A Day at CareerCamp – Part 7 – Allow Time for Conversation [Video Clip]
A clip from this longer presentation – CareerCamp: New Unconference Methods for Helping People Build the Career They Deserve with Douglas E. Welch
He discusses What is CareerCamp?, how it might be used in your organization and takes you through an example of a Day at CareerCamp.
So at nine o’clock or 9:30 I think we do is actually what 9:30 9:45 whatever the board said there. We fiddle with the times over the years but we start the first session and people look at the board, they decide I’m going to go to room D and listen to a talk on this and way to go and one of things we build in in each session is 45 minutes with a 15 minute break and that 15 minute break I have found very, very important. I’ve been at other unconference where it is smaller. There is so much that happens in that little 15 minutes. it is amazing. First of all, people need a chance come back to the board and see what they want to do for the next session. Then there’s simply logistics of I need to see what’s next. Because you don’t have a printed schedule like we do today, to say “Oh, these four things are going on. I’ll go to that one.” You have already pre-decided. You have to go back to the board and say “What’s in the section?” things may have moved. Things might have been added after someone realized, “Oh, I actually want to do this now, too.” So you needed that time to go back. S0 you always try to have a lobby area, kind of in this case, it’s a big room where we meet for breakfast and lunch and that initial meeting. At the church, it was simply the main part of the church kind of the sunday school building and then we have 3 rooms off of that that we could use for a meeting rooms. The lobby is very important and that 15 minutes is very important, I think, between sessions. it really does facilitate conversation and an interchange.
What is CareerCamp and Career Camp International?
CareerCamp is a community organized, career-focused, unconference which calls upon local communities and people to share their knowledge, expertise and other important information on developing yourself and your career.
What is an unconference?
Unconferences are self-organizing conferences, similar to many professional conferences, but instead of hiring well-known, professional speakers, they call on the attendees themselves to provide the content and focus for the event. Every person who attends is highly encouraged to present on some topic deeply important to them or, barring that, to facilitate an open breakout session or round table discussion or even just to engage and converse with their fellow attendees between presentations. A few organizers band together to find a venue for the event, recruit sponsors and invite attendees, but the focus of the unconference is driven solely by the attendees.

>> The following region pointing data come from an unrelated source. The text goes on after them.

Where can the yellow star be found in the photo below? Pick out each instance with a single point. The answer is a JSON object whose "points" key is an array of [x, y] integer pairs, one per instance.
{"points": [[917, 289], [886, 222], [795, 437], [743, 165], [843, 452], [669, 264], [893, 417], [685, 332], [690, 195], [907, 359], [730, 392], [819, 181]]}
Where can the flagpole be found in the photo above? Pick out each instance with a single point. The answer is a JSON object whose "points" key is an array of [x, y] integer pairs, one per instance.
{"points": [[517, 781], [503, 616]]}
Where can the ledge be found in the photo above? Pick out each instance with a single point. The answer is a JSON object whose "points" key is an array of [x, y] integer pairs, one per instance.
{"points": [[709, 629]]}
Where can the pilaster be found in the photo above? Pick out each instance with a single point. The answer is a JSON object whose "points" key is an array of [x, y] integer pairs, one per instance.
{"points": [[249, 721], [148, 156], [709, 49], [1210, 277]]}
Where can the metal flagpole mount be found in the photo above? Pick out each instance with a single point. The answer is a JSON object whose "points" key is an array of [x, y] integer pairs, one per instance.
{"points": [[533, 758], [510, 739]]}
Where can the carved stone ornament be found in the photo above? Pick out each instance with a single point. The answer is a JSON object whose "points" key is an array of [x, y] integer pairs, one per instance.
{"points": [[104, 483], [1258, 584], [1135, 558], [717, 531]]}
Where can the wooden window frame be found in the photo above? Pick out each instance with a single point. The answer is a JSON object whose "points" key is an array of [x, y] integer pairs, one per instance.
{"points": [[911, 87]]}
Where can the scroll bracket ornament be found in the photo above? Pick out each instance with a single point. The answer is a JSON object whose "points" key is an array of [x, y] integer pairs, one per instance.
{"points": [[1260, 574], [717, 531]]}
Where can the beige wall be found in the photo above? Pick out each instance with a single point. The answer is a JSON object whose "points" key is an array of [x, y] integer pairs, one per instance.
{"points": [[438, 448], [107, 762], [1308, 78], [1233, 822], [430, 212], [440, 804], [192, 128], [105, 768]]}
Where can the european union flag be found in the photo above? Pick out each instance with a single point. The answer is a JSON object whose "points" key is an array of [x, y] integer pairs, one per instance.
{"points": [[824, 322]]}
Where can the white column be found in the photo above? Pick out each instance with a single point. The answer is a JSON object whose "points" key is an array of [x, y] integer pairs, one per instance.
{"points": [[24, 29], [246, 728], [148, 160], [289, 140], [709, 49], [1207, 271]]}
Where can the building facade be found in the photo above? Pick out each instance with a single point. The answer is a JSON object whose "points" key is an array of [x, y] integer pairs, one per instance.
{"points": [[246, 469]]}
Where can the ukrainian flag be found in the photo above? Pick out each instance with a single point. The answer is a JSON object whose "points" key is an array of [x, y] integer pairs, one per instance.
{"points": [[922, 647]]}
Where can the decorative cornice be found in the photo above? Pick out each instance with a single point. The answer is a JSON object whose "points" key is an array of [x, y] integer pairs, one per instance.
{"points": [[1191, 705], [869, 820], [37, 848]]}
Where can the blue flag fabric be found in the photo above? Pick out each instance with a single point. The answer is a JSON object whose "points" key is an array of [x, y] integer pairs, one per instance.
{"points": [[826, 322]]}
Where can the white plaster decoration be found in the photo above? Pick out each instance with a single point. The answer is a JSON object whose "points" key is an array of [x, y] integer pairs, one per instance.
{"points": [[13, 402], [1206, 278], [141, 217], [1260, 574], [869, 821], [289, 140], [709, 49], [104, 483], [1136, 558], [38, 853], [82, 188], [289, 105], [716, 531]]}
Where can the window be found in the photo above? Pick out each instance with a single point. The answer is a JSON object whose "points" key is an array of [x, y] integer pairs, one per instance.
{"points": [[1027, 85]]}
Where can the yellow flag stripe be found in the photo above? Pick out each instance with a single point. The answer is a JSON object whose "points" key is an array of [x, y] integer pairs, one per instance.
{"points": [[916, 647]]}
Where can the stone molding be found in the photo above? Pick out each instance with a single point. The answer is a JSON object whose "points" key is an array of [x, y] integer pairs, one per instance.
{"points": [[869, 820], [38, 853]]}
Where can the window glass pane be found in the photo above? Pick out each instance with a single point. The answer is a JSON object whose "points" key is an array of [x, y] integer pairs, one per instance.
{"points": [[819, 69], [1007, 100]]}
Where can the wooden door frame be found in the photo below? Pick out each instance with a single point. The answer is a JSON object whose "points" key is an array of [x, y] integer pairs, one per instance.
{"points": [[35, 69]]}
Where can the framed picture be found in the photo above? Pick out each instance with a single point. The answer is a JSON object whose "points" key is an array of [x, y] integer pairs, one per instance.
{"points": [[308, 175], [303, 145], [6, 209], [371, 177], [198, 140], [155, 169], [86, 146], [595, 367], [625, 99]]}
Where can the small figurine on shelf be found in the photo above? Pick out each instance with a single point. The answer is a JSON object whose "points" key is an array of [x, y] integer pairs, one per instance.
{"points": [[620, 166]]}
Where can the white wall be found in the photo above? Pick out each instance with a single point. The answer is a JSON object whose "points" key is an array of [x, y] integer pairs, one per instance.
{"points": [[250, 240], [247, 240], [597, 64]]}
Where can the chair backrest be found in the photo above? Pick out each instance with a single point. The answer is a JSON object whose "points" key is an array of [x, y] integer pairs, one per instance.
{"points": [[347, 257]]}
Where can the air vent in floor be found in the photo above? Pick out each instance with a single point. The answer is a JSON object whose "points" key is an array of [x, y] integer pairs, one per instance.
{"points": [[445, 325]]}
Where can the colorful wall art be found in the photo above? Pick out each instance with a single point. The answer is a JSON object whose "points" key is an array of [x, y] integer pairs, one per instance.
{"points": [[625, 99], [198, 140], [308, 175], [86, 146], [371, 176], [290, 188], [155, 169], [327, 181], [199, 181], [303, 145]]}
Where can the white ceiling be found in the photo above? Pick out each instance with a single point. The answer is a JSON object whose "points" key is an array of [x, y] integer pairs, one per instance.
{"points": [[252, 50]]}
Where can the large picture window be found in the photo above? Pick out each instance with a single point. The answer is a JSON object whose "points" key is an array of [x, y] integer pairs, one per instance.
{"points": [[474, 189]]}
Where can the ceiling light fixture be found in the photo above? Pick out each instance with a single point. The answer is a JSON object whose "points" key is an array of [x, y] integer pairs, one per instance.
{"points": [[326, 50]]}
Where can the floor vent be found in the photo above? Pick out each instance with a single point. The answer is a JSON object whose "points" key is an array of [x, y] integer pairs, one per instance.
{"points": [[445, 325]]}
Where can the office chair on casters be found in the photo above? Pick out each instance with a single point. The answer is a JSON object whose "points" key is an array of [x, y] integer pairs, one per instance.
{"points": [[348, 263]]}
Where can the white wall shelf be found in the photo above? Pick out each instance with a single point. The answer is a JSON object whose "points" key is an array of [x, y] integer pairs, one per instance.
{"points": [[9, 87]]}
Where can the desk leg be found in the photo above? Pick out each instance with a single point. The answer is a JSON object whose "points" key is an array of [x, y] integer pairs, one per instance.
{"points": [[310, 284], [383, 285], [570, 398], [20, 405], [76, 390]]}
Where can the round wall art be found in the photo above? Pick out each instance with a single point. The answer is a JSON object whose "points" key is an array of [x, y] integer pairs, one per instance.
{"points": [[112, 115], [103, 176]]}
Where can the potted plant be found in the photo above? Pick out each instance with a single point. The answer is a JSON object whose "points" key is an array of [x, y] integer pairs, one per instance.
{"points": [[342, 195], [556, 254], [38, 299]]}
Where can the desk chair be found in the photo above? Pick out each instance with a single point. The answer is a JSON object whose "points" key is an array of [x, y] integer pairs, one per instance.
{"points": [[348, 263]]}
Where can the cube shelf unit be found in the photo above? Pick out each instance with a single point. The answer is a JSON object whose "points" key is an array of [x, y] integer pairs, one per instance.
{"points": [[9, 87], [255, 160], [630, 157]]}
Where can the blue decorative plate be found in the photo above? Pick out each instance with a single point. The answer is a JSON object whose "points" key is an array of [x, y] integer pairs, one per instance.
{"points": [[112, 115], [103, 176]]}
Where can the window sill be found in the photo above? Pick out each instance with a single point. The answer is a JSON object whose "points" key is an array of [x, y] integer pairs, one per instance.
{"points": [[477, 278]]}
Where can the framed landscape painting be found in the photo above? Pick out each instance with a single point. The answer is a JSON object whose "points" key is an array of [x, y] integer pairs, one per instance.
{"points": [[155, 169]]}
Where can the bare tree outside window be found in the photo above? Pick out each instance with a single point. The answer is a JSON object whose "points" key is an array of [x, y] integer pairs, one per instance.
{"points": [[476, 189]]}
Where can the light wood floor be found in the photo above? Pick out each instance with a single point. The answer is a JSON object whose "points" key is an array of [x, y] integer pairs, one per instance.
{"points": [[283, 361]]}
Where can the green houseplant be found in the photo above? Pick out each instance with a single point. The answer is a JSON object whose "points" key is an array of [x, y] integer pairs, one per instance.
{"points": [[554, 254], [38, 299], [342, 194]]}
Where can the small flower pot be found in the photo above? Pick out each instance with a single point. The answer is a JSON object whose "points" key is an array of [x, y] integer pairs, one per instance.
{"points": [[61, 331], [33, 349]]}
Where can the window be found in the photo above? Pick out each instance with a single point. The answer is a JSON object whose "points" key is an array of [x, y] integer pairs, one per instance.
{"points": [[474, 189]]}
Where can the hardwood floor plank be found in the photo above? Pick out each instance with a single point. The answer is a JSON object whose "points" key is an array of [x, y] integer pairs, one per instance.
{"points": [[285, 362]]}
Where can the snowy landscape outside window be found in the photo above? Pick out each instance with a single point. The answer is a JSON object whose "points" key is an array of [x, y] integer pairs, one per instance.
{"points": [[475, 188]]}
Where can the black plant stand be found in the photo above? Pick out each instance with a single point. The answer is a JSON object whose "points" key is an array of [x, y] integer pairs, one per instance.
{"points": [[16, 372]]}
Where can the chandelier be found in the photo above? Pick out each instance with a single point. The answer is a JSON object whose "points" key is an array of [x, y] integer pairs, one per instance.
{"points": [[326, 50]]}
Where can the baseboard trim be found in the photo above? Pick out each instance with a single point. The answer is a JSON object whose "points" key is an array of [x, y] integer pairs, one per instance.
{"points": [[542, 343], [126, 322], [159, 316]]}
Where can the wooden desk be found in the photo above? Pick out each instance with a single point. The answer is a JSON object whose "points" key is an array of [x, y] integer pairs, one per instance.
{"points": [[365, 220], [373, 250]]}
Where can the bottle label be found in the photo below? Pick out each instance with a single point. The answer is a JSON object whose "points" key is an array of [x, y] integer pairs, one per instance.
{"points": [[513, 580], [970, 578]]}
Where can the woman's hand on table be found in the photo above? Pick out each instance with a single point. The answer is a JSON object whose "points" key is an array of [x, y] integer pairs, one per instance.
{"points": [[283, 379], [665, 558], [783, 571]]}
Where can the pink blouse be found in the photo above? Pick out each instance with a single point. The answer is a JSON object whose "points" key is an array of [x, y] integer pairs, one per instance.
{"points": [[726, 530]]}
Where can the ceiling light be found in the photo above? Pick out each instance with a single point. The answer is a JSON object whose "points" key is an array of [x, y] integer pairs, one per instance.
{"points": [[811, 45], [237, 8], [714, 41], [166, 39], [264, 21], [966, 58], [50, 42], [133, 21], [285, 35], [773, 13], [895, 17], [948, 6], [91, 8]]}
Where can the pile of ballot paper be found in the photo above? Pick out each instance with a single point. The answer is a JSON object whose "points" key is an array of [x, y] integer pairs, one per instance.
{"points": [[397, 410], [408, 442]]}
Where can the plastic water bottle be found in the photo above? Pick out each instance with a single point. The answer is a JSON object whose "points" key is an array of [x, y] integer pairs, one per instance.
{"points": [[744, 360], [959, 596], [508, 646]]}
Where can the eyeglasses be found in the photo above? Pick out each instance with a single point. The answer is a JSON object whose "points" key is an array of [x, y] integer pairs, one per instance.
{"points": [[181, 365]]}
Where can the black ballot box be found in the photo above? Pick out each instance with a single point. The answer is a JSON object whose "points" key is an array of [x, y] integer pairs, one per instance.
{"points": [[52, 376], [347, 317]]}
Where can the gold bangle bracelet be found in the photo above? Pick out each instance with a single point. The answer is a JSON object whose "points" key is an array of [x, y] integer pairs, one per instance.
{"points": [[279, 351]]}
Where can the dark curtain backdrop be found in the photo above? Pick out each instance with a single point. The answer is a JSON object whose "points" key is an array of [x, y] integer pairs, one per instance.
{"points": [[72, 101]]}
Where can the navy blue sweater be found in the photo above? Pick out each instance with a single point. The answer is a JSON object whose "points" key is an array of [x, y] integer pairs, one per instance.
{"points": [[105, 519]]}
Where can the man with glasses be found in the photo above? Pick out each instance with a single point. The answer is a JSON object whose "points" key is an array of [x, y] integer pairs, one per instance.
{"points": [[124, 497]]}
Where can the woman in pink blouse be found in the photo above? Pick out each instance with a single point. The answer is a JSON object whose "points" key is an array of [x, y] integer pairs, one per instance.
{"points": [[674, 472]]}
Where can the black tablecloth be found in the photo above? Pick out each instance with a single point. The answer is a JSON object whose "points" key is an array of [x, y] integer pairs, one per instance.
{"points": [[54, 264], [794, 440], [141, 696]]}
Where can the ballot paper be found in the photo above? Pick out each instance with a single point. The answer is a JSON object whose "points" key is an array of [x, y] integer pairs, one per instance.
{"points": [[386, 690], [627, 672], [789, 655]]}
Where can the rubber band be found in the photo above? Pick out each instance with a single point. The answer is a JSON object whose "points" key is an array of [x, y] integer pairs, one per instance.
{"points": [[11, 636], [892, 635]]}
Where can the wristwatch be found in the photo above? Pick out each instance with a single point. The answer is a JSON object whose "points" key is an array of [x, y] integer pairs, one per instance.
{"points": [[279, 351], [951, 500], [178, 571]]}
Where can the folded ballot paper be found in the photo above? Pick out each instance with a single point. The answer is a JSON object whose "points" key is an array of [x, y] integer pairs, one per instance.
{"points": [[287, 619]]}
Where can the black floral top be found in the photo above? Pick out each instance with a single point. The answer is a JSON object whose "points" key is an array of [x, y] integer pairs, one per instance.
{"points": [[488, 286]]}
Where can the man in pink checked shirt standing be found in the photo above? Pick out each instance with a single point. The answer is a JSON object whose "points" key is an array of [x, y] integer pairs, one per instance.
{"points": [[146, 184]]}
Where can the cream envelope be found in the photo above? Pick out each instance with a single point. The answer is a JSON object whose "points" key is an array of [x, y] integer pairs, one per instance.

Some might question the usefulness of presentations by their peers, but we have found that there is an enormous amount of real-world expertise available in each and every local community. CareerCamp utilizes a format that draws out that expertise and benefits everyone. CareerCamp (and other unconferences) provide a structure and an opportunity to share this expertise in ways that traditional conferences do not. Additionally, CareerCamps also attract career development professionals who can use CareerCamp as a way of introducing themselves to a new audience of potential clients.
How was CareerCamp developed?
The genesis of CareerCamp was found by attending BarCamp unconferences held around the world. CareerCamp founder, Douglas E. Welch, was a long time attendee of BarCamp, which is an event that embraces any topic, although it often leans toward technology. After seeing the success of BarCamp as a way to illuminate and educate within a community, Welch applied the unconference concept to the specific world of Career Development.